Statistics by the Statistics Department of Singapore confirmed that the price increases were proportionate to the amount companies have spent on marketing — a 900g tin of powder increased by 44% between 2010 and 2014, with total marketing expenditure by all manufacturers increasing by 42.4% during the same period.
No Way To Stop It
Shortly after the release of the damning report, various private hospitals like Parkway Pantai and Mount Alvernia Hospital have started reviewing its formula milk arrangements, reported The Straits Times.
However, there remains a loophole that benefits manufacturers.
While the code of ethics set by the Sale of Infant Foods Ethics Committee Singapore (SIFECS) prohibits “financial inducements (to be offered to hospitals) clinics and retail pharmacies to promote products”, there are “no specific remedies set out in the event of a breach of the code”.
SIFECS chairman Ho Lai Yun has admitted that the panel is unable to take legal action. He told The Straits Times that the current code “does not cover sponsorship by infant milk formula companies to participate in the milk rotation system, as it does not dictate nor propose any system of milk rotation in the hospital to the milk companies and the hospitals”.

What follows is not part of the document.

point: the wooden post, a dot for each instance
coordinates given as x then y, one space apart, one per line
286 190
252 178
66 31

Will companies continue to flout the rules knowing there would be minimal ramifications from the Health Promotion Board?
JB To The Rescue?
With babies consuming up to four tins — or $200 worth — of formula per month, it’s little wonder some families are making trips across the Causeway to purchase milk formula in bulk.
According to The Straits Times, a tin can cost up to 40% cheaper.
The irony? They are manufactured in Singapore.
Help For Families
Prior to the CCS report, the situation deteriorated to the point where all five community development councils and the NTUC FairPrice Foundation had to pour in $1.5 million to provide 7,500 low-income families with vouchers to purchase milk powder.
The Singapore authorities also are encouraging more hospitals to achieve the international Baby-Friendly Hospital Initiative (BFHI) certification. Under the scheme, hospitals are prevented from entering sponsorship arrangements with formula milk companies due to conflict of interest. Currently, none of our hospitals are BFHI certified.
Politicians like Minister in the Prime Minister’s Office and Second Minister for Manpower and Foreign Affairs Josephine Teo have also told parents that all milk is the same and there’s nothing wrong with buying cheaper options.
As Singapore’s birth rate continues to plummet and its market providing limited growth opportunities for manufacturers, it won’t be surprising should formula milk companies decide to continue with their breathless marketing efforts.
While it’s understandable for them to adapt their public image to remain viable in a wildly competitive industry, this incident questions the nature of their marketing. Are companies going too far by causing unsuspecting parents to pay more for their insidious marketing methods, or are they merely capitalising on favourable conditions enabled by a lack of government regulations?
Milk formula companies can preach about how they care about our children’s welfare, but this unfortunate episode only seems to point to one thing — our future generations are simply cash cows in their eyes.